Earlier this month an ASE member asked about whether doing a performance improvement plan (PIP) made sense if an employee was not performing well and respective management did not think a PIP would work. Should they do it anyway?
PIP’s do have value but also have shortcomings. On the immediate question management did not think the person would respond given they had been trained and given coaching in the past without much success. They had documented the performance concerns and counselling that had been given, and the PIP was seen more of a last chance rather than a path to getting the employee to improve. As many HR professionals know, a PIP is often used in advance of a likely termination. Noah Bunzl, an attorney with Tarter, Krinsky & Drogin LLP, practicing in this area makes an argument that PIPs may aggravate the situation and increase possible employer liability if they are not done with care and forethought.
In addition to garnering improvement, employers consider PIPs as a way to document poor performance or behavior and to protect them from liability by creating a written record. Mr. Bunzl pointed to some interesting cases where the PIP backfired, and the employer dug themselves into a deeper hole.
Pointing to a recent case out of the Seventh Circuit Court of Appeals, the employer had an employee put on a PIP where the deadline for compliance had already passed. The employer then noted, and the employee had signed, the “Did Not Meet Action Plan” even as the employee pointed out that the PIP had this blatant error on it. The Court however saw this as a PIP “that the employee had already failed.”
Obviously if you want a PIP to stand up to legal scrutiny you can’t draft it with deadlines that have already passed.
In another case from 2024 Mr. Bunzl describes an employer that used a PIP that outlined deadlines for progress on five major projects but gave the employee only two weeks to complete them. The Court found that it would be impossible to meet the PIPs requirements and denied the employer’s motion for summary judgement.
In a third example using a recent case, the employer’s PIP contained “contradictory evidence about the employee’s performance that raised “material issues of fact as to whether the PIP was justified” and raised the question as to whether the PIP was just pretextual.
Simple lessons in the use of a PIP are, if using one, make sure the goals set can be met within a reasonable time period or risk a Court looking to it as possible evidence of a non-performance based motive that may also include discrimination and/or retaliation.
Mr. Brunzl pointed to other PIP actions that over-road existing accommodations that had been given the employee and further placed the employee on PIP requirements that “made it more difficult to meet the original [PIP’s] goals.
These are all incidents taken to Court alleging a wrongful employment action and the Court subsequently determining that the PIP was being used to justify a questionable decision to terminate the employee.
Mr.

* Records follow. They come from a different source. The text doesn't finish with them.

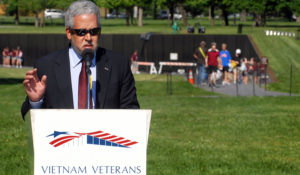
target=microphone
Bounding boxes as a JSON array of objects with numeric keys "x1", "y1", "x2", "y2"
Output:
[
  {"x1": 82, "y1": 49, "x2": 94, "y2": 109},
  {"x1": 82, "y1": 49, "x2": 94, "y2": 73}
]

Bunzl points out that employers should make sure the objectives in a PIP are “reasonable and achievable.” The PIP should be “based upon an existing record of performance deficiencies.” Do not use a PIP if the employer does not think the goals can be met lest a Court “determines the PIP is an attempt to paper the record…”
As with the ASE member’s situation, it may be better to just move to termination – given the non-performance is properly documented to begin with. In addition, do not forget to check whether other non-performing employees have been treated the same way. Consistent application of discipline is important. Mr. Bunzl recommends treating employees equally and under consistent measurements.
Practicing proper PIP usage will avoid a Court second guessing a termination decision in those cases.